Key-Value storage performance guidelines

Edit on GitHub

Redis and ValKey (Redis-compatible) serve as critical Key-Value storage components in Spryker’s architecture, providing fast data access for frontend applications. However, improper usage patterns can create significant performance bottlenecks. These guidelines help you use Key-Value storage efficiently while maintaining application scalability.

Understanding Key-Value storage in Spryker

Spryker’s architecture principle requires frontend applications (Yves, Glue, Merchant Portal) to read exclusively from fast storage like Redis/ValKey and Elasticsearch/OpenSearch. This design ensures:

  • Predictable performance: Frontend response times independent of database load
  • Horizontal scalability: Easy scaling without backend constraints
  • High availability: Fast storage can be replicated and distributed

However, this architecture’s performance depends entirely on proper Key-Value storage usage.

Limit operations per page request

The 10-20 operation rule:

Each page request should perform a maximum of 10-30 Key-Value operations (not a strict rule, but just a suggestion). Exceeding this limit creates performance bottlenecks, even with Redis’s sub-millisecond response times.

Why this matters

Even with fast Key-Value storage:

  • Network latency accumulates: 0.1ms per operation × 1000 operations = 100ms network time
  • Cloud environments add latency: 1-3ms per operation is common in cloud setups
  • Connection pool exhaustion: Too many operations consume available connections
  • CPU overhead: Serialization/deserialization for each operation uses CPU cycles

Example problem:

// ❌ Bad: 500+ Redis operations per request
foreach ($products as $product) {
    // Each product: 5 storage reads
    $price = $this->storageClient->get("price:{$product->getSku()}");
    $stock = $this->storageClient->get("stock:{$product->getSku()}");
    $description = $this->storageClient->get("description:{$product->getSku()}");
    $images = $this->storageClient->get("images:{$product->getSku()}");
    $reviews = $this->storageClient->get("reviews:{$product->getSku()}");
}
// 100 products × 5 operations = 500 operations

Solutions

1. Use batch operations (MGET):

// ✅ Good: Single batch operation
$keys = [];
foreach ($products as $product) {
    $keys[] = "product:{$product->getSku()}:complete";
}
$productData = $this->storageClient->getMulti($keys);
// 100 products = 1 operation (or a few if keys chunked)

2. Store related data together:

// ❌ Bad: Multiple keys per entity
$this->storageClient->set("product:{$sku}:price", $price);
$this->storageClient->set("product:{$sku}:stock", $stock);
$this->storageClient->set("product:{$sku}:description", $description);

// ✅ Good: Single key with structured data
$productData = [
    'price' => $price,
    'stock' => $stock,
    'description' => $description,
    'images' => $images,
];
$this->storageClient->set("product:{$sku}", json_encode($productData));

3. Leverage Spryker’s storage cache mechanism:

Spryker provides built-in storage caching that remembers GET operations within a single request and performs bulk MGET retrieval.
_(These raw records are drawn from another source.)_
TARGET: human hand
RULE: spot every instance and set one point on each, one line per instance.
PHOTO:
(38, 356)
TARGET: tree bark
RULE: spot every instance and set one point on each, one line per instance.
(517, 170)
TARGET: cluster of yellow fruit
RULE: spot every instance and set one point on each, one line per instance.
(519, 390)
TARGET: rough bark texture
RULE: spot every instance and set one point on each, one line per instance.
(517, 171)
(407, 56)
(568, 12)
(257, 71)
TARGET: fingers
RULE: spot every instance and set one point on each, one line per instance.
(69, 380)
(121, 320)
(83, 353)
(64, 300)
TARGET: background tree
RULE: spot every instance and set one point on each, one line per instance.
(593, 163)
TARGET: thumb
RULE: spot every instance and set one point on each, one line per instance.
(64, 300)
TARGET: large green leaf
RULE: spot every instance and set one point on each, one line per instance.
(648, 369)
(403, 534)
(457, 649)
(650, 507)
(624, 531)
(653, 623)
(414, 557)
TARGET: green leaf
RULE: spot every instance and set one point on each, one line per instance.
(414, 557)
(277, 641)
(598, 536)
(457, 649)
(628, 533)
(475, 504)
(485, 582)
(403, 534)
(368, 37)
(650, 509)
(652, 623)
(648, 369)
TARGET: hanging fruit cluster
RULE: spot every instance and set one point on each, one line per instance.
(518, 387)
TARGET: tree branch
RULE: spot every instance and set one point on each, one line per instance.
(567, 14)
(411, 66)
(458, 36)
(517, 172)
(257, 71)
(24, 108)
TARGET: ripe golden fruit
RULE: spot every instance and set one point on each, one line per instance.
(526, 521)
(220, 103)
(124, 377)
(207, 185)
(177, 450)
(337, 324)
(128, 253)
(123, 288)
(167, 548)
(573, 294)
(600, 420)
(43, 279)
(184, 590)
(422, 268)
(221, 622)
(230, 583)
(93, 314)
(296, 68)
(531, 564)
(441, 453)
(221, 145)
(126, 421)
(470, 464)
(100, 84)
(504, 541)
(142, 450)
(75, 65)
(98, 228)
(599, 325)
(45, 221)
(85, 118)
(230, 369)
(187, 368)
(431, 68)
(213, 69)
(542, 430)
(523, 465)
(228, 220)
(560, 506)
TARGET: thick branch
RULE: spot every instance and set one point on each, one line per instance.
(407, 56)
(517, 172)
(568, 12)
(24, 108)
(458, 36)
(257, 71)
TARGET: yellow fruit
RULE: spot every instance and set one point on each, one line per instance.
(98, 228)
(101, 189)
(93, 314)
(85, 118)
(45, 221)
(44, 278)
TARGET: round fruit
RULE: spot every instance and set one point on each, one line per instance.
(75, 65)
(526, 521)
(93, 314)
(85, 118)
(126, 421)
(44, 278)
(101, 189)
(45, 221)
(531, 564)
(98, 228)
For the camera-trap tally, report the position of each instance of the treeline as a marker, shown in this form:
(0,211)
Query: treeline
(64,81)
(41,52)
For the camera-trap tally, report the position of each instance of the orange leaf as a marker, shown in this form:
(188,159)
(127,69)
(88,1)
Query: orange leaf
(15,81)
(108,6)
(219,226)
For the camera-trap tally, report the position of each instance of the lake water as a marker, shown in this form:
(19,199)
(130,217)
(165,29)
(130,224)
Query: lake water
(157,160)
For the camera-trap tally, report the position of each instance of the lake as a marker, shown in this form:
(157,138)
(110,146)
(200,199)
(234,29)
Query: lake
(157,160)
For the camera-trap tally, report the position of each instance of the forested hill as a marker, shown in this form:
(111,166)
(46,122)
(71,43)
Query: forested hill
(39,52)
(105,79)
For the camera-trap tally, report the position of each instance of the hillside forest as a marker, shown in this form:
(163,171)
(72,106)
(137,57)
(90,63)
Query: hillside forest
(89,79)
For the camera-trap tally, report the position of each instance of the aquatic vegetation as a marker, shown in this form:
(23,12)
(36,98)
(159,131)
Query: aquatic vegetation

See Use and configure Key-Value storage cache.

Enable StorageCacheEventDispatcherPlugin:

// src/Pyz/Yves/EventDispatcher/EventDispatcherDependencyProvider.php
protected function getEventDispatcherPlugins(): array
{
    return [
        new StorageCacheEventDispatcherPlugin(),
    ];
}

This plugin:

  • Tracks all get() calls during request processing
  • Performs a single mget() at the end of request to retrieve all needed keys
  • Caches results in memory for the request duration
  • Dramatically reduces network round trips

4. Cache frequently accessed data in application memory:

For data accessed multiple times per request:

private array $cachedPrices = [];

public function getProductPrice(string $sku): ?float
{
    if (!isset($this->cachedPrices[$sku])) {
        $this->cachedPrices[$sku] = $this->storageClient->get("price:{$sku}");
    }
    return $this->cachedPrices[$sku];
}

Monitoring operation counts

Optional. Track Key-Value operations per request in your APM tool:

// Add instrumentation
$operationCount = 0;

// Wrapper around storage client
public function get(string $key)
{
    $this->operationCount++;
    if ($this->operationCount > 20) {
        $this->logger->warning("High storage operation count", [
            'count' => $this->operationCount,
            'url' => $this->request->getUri(),
        ]);
    }
    return $this->storageClient->get($key);
}

Avoid admin operations in runtime production code

Certain Redis/ValKey operations are designed for administration and debugging, not for production request handling. Using these operations in runtime code causes severe performance degradation.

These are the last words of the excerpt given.